For the US dollar index, its trend will be passive. It is expected that the probability of weak shocks in the 99.16-99.55 range is high. Its rebound requires one of two conditions: first, U.S. bond yields rise independently and strongly due to strong U.S. economic data; second, expectations of a rate hike by the Bank of Japan significantly cool down. Otherwise, the US dollar will be easily constrained by the trend of the yen and remain under pressure.
For spot gold, technical strength and fundamental support coexist in the short term, but it has entered the overbought zone. It is expected to consolidate at a high level or fluctuate upward in the range of $4230-4270. Whether a new round of upward trend can start depends on two points: first, whether the U.S. dollar index continues to break through and decline; second, whether the global stock marketWill the risk aversion sentiment spread further, thus bringing more sustained buying for gold? We need to be alert that if the U.S. dollar index stabilizes and rebounds or the actual yield on U.S. Treasury bonds jumps rapidly, gold prices may experience a profit-taking technical correction.

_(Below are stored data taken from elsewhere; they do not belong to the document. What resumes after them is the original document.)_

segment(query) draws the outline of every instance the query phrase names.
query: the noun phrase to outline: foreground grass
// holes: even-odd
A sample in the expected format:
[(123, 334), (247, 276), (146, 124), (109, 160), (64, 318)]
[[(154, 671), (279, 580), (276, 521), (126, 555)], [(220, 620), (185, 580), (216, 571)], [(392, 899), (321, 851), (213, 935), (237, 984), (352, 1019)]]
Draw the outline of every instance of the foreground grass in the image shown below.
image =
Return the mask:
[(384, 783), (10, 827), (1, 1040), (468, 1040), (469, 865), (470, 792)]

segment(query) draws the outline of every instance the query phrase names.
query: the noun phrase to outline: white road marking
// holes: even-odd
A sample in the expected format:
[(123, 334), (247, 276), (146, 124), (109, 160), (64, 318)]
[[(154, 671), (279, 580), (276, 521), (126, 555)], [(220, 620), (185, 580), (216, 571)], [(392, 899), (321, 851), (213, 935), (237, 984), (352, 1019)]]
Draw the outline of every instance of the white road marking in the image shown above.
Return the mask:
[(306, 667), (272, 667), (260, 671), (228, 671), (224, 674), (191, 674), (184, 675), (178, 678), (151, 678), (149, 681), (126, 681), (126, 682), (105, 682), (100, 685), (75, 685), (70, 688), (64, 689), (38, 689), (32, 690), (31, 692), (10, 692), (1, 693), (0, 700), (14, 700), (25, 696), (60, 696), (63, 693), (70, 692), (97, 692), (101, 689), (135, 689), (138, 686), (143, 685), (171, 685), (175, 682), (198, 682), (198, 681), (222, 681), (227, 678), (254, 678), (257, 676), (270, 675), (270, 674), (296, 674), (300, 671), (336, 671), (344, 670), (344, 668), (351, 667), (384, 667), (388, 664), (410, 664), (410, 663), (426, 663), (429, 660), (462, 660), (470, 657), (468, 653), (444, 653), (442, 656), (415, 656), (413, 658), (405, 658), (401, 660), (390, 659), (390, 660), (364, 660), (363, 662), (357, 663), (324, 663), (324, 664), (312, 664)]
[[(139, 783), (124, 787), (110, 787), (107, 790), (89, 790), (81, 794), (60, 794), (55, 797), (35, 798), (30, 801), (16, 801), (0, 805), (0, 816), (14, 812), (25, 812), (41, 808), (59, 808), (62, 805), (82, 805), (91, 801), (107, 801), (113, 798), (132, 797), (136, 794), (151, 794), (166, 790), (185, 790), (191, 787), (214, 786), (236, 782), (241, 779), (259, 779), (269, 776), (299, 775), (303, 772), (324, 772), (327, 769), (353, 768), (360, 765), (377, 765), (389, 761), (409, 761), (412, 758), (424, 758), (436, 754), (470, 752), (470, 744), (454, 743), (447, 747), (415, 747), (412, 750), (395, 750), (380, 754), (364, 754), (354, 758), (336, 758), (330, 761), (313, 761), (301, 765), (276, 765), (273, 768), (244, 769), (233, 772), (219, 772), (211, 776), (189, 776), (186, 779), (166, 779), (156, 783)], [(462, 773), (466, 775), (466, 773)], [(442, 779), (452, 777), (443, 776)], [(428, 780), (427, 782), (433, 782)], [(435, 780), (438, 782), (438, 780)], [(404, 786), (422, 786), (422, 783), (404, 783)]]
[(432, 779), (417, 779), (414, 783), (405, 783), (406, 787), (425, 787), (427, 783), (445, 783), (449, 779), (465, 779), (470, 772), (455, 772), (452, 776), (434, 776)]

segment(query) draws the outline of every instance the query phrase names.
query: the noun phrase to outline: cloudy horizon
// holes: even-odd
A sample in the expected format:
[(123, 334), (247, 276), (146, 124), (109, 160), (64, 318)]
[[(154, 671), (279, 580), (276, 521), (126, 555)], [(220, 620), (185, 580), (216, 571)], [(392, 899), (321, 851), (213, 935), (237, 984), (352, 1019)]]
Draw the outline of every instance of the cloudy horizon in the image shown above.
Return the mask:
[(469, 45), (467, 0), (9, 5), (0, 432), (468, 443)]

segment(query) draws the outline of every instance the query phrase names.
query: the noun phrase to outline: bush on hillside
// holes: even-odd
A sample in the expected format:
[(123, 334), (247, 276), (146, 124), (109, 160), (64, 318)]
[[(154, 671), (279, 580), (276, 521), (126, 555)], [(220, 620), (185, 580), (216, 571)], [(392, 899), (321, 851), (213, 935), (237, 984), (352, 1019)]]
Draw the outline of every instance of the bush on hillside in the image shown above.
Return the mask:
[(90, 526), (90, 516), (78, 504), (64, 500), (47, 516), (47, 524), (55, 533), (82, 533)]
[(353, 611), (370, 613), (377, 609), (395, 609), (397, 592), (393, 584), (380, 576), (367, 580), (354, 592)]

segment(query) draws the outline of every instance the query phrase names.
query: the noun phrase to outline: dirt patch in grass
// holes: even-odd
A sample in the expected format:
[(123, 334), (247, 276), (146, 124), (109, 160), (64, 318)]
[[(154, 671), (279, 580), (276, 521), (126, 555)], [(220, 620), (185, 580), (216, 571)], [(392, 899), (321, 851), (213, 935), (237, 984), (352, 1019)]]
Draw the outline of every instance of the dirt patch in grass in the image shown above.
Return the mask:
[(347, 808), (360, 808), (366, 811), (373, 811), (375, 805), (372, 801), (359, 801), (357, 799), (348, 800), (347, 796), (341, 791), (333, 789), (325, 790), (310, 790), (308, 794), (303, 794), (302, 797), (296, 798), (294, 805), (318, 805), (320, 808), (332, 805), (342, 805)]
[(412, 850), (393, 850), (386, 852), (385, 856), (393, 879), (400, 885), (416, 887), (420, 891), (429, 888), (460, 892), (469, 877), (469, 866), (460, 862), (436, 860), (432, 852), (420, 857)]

Overall, the market is in a repricing stage triggered by peripheral central bank policies. Investors need to pay close attention to further policy signals from Japan and changes in sentiment across global risk assets. The interaction between these factors will determine the final direction of the short-term market.
The above content is all about "[XM Group]: In one sentence from the Bank of Japan, why are U.S. bonds, the U.S. dollar, and gold all in chaos?" It was carefully www.xmtraders.compiled and edited by the XM foreign exchange editor. I hope it will be helpful to your trading! Thanks for the support!